It pays to know your enemy. Most gardeners will be able to identify weeds like couch grass, horsetail, ground elder and the dreaded Japanese knotweed, but there are lots of pretty ornamental plants that will happily run riot in our gardens.
One of my own big mistakes was sowing a few seeds of the attractive Welsh poppy (Papaver cambricum). It looks like an annual, but is a hardy perennial that self-seeds everywhere. I still get this wolf-in-sheep’s-clothing popping up more than 20 years since I started to grub it out. It loves my sandy, free-draining soil and self-seeds among clumps of other plants. The only sensible way to get rid of it is to seek out the palegreen foliage, then dig beside it deeply to lever out the long taproot. Similar selfseeders like Verbena bonariensis and the wild violet (Viola odorata) are easy to control in comparison.
Pesky bamboo
Peter Seabrook’s article about clearing a jungle of bamboo (AG, 8 August) struck a particular chord when a friend asked me to help him take out a clump about 6ft (1.8m) across. He’d cut the tops down, and we both worked at it, hacking and digging for most of a day and still didn’t get all the roots out. He built a patio over the top of it and hopes it won’t reappear.

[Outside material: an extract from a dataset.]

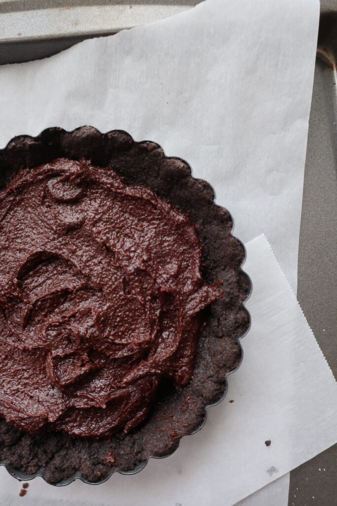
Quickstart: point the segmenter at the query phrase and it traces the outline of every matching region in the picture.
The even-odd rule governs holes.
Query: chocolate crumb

A slower but easier way to deal with bamboo is to cut the stems down to about 6in (15cm) and fill the hollow tubes with a systemic glyphosate weedkiller, such as Roundup or SBK Brushwood killer. You won’t be able to plant in the space for several years, until the root has rotted away, but it will save a lot of backbreaking work. If the clump is in an isolated spot away from fences and buildings, you might be able to build a bonfire over it and cook the roots to kill them. I’d advise never to grow any bamboo (clump-forming or otherwise) in the soil, only in a large pot.